No. Not his final moments. He was alive out there, somewhere.

No one touched his things. The image of Jan was burned into my brain: the soft brown eyes, the dark hair that was fading to light, the beautifully fair skin and clever smile. The twinkle in his eye, the dimples in his cheeks. He was so sweet, so dear, and this is what happened to him.
Now you have to hang up the wet clothes.
I blinked myself back to the drizzling reality of Felsental, scooped up the basket, and began to waddle down the stairs. What was the date, even?
"Otto?" I called from half way down the stair case into the basement. I propped the basket on my hip. "Otto?" I called again. Sighing, I hefted the basket to my other hip and continued into the basement. The square, dark, and constantly boiling hot room, whatever the season, would dry the clothes quickly. "Otto, du bist nicht schwerhörig! I know you can hear me!" The stairs creaked, and the long cool stretch of his shadow reached me before he did.

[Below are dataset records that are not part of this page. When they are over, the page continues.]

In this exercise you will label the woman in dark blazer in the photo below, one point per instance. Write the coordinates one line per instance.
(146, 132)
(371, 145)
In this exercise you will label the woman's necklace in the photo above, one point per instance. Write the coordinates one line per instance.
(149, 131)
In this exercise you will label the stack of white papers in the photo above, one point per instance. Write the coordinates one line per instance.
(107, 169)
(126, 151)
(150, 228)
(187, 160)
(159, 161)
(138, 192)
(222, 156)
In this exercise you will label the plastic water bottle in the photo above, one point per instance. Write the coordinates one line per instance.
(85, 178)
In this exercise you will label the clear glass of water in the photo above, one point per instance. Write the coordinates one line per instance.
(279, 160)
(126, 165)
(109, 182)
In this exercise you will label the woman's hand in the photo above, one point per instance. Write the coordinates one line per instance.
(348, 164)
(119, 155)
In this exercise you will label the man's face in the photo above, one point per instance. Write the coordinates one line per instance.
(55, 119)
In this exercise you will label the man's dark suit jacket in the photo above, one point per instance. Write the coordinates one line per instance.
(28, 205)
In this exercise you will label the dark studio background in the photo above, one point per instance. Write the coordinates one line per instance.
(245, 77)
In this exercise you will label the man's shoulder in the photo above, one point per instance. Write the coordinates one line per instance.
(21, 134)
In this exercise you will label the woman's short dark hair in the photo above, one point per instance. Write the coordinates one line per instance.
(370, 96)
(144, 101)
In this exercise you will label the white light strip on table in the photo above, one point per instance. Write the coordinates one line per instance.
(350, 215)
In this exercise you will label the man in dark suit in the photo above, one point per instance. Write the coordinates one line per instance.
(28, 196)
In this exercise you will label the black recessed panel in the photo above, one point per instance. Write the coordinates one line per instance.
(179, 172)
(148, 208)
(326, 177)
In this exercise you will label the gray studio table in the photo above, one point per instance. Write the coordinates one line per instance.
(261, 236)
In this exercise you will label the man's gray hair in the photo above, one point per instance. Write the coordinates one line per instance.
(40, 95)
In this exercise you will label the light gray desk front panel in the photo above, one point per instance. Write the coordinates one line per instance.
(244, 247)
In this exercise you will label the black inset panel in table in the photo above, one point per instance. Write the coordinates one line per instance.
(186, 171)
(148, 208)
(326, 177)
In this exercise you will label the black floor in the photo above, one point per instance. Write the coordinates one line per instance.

"What do you need?" he asked, putting himself to use and hanging up a shirt.
"What's the date?" Otto squinted his eyes and furrowed his brow. I knew this face well; it was the one he wore in the event of slight annoyance, confusion, or the occasional amusement.
"All that yelling just to know the date?" He squinted to see the wall calendar hanging across the room. "April...I don't know I can't read the numbers."
"Where are your glasses?"
"I only need them for things far away and besides the glass-" he stopped mid-sentence. "Did you hear that?"
"Hear what?" A high pitched siren stamped through the air, growing louder and louder until it was deafening.
"Come on!" Otto grabbed my arm, pulling me up the stairs as we ran out of the house. The sound was indescribable: like a train whistle, but higher and longer. Not quite like the police or the Gestapo's sirens; it was a unique and definite sound that dragged dazed and confused families from their homes in herds. I pressed my hands over my ears as the noise grew louder still, Otto guiding me by my shoulders to Angenehm street. Floods of people were moving down a series of stone steps, their heads disappearing below the pavement as they descended. My mind began to contemplate the situation as I stumbled onward. This was the air-raid shelter, a decent network of catacombs underneath the Angenehm street. But where were the planes?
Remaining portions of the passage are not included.